Medically reviewed by Elfred Landas, MD · General Practitioner · Maxicare Primary Care Center

Written by Lorraine Bunag, R.N. · Updated Jun 01, 2021

My Child Keeps Having Diarrhea: Possible Causes

Loose, watery stool here and there may not be a cause for concern, but it’s a different story when a child keeps having diarrhea. What causes persistent and chronic diarrhea in kids? Find out here.

Categories of Diarrhea

Before we discuss the possible reasons a child keeps having diarrhea, let’s first explain the categories of this condition.

Diarrhea lasting a couple of days (less than a week) is referred to as acute diarrhea. This kind of loose bowel movement typically goes away on its own and does not require medical treatment, other than measures to make sure that dehydration doesn’t occur.

Signs and Symptoms of an Unwell Child and What They Mean

A child who experiences diarrhea for more than 7 days has persistent diarrhea; if their loose, watery bowel movements last for more than 4 weeks, it’s called chronic diarrhea. The child may continually experience diarrhea, or it may come and go during this period of time.

Possible Causes of Recurring Diarrhea in Children

If your child keeps having diarrhea, the reason could be one of these four conditions:


Infections from bacteria, viruses, and parasites can trigger persistent and chronic diarrhea in a child. Reports say that after the infection, kids might develop difficulty in digesting some carbohydrates or proteins. This can lead to prolonged diarrhea–one that can last for 6 weeks.

Examples of infections that a child may experience are:

  • Viral gastroenteritis
  • Food poisoning, such as listeria infection and salmonellosis

Parents are highly discouraged from giving medications to their children without a doctor’s approval.

This is because conditions require different interventions. For instance, viral gastroenteritis may only require supportive treatment, while a child with bacterial food poisoning may need antibiotics.

child keeps having diarrhea

Inflammatory Bowel Disease

Persistent diarrhea in a child could be due to inflammatory bowel disease, a condition where there is chronic inflammation in the digestive tract. Two IBDs are Crohn’s disease and Ulcerative colitis, both of which lead to chronic diarrhea.

Functional GI Disorders

Another possible reason for persistent diarrhea in a child is functional GI disorder.
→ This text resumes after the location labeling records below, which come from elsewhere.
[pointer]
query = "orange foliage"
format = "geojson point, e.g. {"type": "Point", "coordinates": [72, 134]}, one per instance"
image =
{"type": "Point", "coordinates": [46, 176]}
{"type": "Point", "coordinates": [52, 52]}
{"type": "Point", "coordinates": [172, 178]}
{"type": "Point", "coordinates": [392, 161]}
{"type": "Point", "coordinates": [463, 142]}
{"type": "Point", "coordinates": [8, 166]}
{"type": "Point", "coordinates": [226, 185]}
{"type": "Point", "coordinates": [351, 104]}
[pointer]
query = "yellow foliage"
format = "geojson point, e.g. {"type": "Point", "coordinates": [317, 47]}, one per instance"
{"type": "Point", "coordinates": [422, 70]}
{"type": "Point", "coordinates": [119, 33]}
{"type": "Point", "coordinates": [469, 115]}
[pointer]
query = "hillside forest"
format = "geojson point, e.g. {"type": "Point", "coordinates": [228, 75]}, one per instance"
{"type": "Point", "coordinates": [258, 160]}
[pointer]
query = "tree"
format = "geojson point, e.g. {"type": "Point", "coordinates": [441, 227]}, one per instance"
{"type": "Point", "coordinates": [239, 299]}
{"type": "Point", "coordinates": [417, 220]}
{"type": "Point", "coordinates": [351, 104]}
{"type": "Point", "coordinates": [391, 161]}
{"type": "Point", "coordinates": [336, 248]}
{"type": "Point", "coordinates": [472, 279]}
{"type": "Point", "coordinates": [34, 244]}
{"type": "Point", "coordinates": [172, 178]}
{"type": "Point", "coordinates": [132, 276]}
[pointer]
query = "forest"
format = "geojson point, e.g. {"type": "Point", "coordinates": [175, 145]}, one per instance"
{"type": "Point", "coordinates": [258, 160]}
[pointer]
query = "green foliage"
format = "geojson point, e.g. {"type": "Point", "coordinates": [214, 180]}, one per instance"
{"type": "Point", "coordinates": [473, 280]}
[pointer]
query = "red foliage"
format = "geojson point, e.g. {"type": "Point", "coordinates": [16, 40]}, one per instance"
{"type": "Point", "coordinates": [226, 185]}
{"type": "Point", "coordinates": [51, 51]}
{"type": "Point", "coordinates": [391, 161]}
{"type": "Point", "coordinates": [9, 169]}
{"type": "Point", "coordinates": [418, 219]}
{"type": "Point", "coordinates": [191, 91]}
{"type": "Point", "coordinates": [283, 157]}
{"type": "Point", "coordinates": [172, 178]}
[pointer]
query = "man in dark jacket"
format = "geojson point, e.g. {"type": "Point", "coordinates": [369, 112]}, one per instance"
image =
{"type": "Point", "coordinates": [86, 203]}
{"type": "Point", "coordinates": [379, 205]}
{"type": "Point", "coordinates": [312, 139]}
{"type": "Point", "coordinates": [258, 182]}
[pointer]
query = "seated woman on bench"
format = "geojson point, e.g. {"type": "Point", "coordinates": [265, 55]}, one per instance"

A functional GI disorder refers to a condition wherein there are some issues with how the gastrointestinal tract works. The GI tract is a series of organs connected in a long tube that functions to process and digest foods.

Please note that a functional GI disorder is not a disease; in fact, even with the symptoms, the GI tract doesn’t typically sustain damage.

If your child keeps having diarrhea, he or she might have:

  • Traveler’s Diarrhea – a common condition among toddlers and preschoolers. Experts believe that a diet high in sugar and low in fat triggers this disorder. The good news is that the condition doesn’t affect the child’s growth and development. It usually goes away on its own, too.
  • Irritable Bowel Syndrome – a condition that results in symptoms like abdominal pain and diarrhea. The exact cause of IBS is unknown, but experts suspect there could be problems with the nerves.

Food Allergies and Intolerances

Finally, if your child keeps having diarrhea, it might be a good idea to look back on their diet. Do they frequently have loose, watery stool after consuming a specific food? If that’s the case, it could be food allergies or intolerances.

A food allergy means that the body’s immune system reacts to a certain food, such as cow’s milk, seafood, cereal grains, or eggs. Food intolerance indicates that your child has difficulty digesting specific foods, which often results in digestive symptoms.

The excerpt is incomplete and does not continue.